Classification: Predicting Categories
While regression predicts numbers, Classification predicts categories. Is this email spam or not? Is this image a cat or a dog?
K-Nearest Neighbors (KNN)
One of the most intuitive classification algorithms is K-Nearest Neighbors. It works on a simple principle: "You are the average of your closest friends."
If we plot our data points, KNN looks at the "K" closest data points to our new, unknown example. It takes a majority vote among those neighbors to decide the category. If K=5, and 3 neighbors are cats and 2 are dogs, the model predicts "Cat"!
Python Challenge: Find Your Neighbors!
Train a KNN classifier to predict whether a point is red (0) or blue (1).

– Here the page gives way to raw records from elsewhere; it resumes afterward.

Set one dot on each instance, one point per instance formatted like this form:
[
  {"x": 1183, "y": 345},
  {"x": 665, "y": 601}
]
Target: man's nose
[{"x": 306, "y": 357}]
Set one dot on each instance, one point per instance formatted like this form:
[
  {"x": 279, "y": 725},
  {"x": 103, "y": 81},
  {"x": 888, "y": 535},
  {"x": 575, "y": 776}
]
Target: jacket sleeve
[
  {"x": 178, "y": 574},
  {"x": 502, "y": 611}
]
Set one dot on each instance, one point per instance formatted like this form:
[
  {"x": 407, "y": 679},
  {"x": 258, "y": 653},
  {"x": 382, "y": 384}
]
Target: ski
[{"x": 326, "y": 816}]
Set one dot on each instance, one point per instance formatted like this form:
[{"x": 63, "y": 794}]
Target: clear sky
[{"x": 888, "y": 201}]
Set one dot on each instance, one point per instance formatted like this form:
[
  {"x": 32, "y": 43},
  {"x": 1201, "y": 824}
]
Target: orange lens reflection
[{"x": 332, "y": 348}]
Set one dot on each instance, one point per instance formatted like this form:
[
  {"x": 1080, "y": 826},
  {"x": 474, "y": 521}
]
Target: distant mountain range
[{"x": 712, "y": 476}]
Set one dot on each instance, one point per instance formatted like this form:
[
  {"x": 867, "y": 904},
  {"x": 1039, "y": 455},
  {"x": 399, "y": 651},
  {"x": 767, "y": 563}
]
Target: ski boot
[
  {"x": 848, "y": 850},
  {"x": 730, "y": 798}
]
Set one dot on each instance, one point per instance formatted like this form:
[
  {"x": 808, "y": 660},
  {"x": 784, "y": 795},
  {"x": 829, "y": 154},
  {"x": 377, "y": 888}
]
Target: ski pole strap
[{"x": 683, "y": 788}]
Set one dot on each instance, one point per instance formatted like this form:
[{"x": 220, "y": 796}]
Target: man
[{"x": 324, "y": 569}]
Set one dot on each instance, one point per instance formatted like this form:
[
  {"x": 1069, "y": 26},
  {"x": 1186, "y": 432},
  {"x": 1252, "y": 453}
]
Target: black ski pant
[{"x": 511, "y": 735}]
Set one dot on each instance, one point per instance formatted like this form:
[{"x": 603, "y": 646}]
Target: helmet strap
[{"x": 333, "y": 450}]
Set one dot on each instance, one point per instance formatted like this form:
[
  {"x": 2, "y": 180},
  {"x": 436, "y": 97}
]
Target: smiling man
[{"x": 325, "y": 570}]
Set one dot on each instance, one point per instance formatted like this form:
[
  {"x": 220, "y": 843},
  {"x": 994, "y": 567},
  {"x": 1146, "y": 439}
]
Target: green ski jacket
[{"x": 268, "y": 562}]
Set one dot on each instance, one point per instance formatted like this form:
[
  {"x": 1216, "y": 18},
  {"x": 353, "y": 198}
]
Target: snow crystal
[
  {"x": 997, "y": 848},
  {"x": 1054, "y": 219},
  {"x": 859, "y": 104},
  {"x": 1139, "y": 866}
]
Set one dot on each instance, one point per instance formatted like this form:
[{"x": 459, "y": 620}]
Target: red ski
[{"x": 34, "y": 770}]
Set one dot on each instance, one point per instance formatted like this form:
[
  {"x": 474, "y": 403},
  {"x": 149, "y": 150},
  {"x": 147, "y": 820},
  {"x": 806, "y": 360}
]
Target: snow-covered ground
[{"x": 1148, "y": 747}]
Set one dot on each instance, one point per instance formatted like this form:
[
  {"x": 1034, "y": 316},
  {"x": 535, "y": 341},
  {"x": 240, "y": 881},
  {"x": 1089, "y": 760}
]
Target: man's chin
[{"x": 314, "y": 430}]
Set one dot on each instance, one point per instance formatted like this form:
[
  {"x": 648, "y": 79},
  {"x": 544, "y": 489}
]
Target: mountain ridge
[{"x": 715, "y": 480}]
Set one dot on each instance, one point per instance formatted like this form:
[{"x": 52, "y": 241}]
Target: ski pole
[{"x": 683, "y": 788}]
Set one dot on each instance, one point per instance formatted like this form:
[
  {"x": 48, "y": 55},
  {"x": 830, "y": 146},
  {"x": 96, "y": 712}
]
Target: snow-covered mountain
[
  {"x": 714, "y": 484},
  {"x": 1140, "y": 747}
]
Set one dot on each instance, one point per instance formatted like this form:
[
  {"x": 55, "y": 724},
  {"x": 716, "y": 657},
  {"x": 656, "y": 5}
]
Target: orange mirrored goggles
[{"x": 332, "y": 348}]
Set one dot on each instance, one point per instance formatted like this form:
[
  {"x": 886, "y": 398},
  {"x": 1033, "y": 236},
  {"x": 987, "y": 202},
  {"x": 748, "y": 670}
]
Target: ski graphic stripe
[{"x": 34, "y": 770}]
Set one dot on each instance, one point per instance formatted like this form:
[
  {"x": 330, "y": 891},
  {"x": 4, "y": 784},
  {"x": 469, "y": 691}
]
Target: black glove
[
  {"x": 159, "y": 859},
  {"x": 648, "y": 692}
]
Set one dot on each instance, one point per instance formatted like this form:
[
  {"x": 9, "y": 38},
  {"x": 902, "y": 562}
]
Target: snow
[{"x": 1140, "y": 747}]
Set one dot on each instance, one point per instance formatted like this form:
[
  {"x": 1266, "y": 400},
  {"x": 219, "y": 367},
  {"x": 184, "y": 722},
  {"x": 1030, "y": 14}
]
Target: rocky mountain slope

from sklearn.neighbors import KNeighborsClassifier
# Features: [X-coordinate, Y-coordinate]
X = [[1, 2], [1.5, 1.8], [5, 8], [8, 8], [1, 0.6], [9, 11]]
# Labels: 0 for Red, 1 for Blue
y = [0, 0, 1, 1, 0, 1]
# TODO: Initialize KNeighborsClassifier with k=3
# knn = ???
# TODO: Fit the model and predict for a new point [2, 2]
# knn.???
# prediction = knn.predict([[2, 2]])
# print(f"Predicted class: {prediction[0]}")By changing the value of K, you can change how smooth or jagged the decision boundary between the classes becomes.